First result: $\lambda_j(A)\geq \lambda_j(B)$, $j=1,...,p$, where $\lambda_j(\cdot)$ is the $j$ eigenvalue of the respective matrix.
Second result: $\log(A)\succeq \log(B)$, where $\log(X)=P\text{diag}(\log\lambda_j(X))P^{\top}$ and $X$ is a $p\times p$ symmetric matrix with spectral decomposition $X=P\text{diag}(\lambda_j(X))P^{\top}$.
I think that the two results must be straightforward. My complication is that $A$ and $B$ have (in general) different spectral decompositions, say $$A=PDP^{\top}$$ and $$B=QMQ^{\top}.$$ It will be helpful if, for example, I can say something about $P$ and $Q$, like $P^{\top}Q=I$, which I think it could be false in general.
For the first result, it suffices to use the Courant-Fischer theorem.
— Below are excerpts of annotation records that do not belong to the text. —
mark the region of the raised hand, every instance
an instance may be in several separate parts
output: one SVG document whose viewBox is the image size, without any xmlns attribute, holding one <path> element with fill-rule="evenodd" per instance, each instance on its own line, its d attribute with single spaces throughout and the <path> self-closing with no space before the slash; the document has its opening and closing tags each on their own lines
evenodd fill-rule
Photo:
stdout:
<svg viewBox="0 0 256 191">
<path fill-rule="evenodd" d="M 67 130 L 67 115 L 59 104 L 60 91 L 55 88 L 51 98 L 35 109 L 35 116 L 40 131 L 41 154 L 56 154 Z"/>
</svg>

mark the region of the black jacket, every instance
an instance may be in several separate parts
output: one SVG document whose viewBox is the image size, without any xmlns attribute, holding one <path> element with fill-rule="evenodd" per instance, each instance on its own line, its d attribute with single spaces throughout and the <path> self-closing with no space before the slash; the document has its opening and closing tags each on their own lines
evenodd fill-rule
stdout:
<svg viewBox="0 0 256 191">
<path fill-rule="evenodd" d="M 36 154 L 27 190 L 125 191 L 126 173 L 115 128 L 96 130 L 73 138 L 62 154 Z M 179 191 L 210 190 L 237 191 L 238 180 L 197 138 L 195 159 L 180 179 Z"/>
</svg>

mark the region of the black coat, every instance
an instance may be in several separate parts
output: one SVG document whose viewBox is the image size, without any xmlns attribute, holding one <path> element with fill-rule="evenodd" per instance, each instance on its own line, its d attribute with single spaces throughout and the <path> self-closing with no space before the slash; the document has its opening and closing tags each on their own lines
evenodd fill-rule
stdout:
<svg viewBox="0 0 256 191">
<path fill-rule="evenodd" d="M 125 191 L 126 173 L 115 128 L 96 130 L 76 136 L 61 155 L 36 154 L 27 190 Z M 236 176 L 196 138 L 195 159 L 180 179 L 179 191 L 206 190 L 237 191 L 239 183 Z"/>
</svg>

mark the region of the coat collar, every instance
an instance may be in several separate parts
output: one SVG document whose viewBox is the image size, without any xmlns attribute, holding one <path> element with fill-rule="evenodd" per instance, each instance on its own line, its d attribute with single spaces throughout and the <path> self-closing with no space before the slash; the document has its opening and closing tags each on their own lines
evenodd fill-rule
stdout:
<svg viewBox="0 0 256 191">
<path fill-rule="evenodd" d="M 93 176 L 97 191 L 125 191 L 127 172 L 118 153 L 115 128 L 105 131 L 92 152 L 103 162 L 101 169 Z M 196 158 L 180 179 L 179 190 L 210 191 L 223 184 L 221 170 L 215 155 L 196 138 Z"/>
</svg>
In particular, we have a proof to the effect of $$ \lambda_j(A) = \min\{\max_x\{x^TAx : \cdots\}\} = \min\{\max_x\{x^TBx + x^T(A-B)x : \cdots\}\}\\ \leq \min\{\max_{x}\{x^TBx: \cdots\}\} = \lambda_j(B).\\ $$ Your second result will only hold if we have $B \succ 0$. In this case, your statement is equivalent to saying that the matrix-logarithm is "operator monotone" over the positive definite matrices. For a reference on this, I recommend Bhatia's Matrix Analysis or Horn and Johnson's Topics in Matrix Analysis.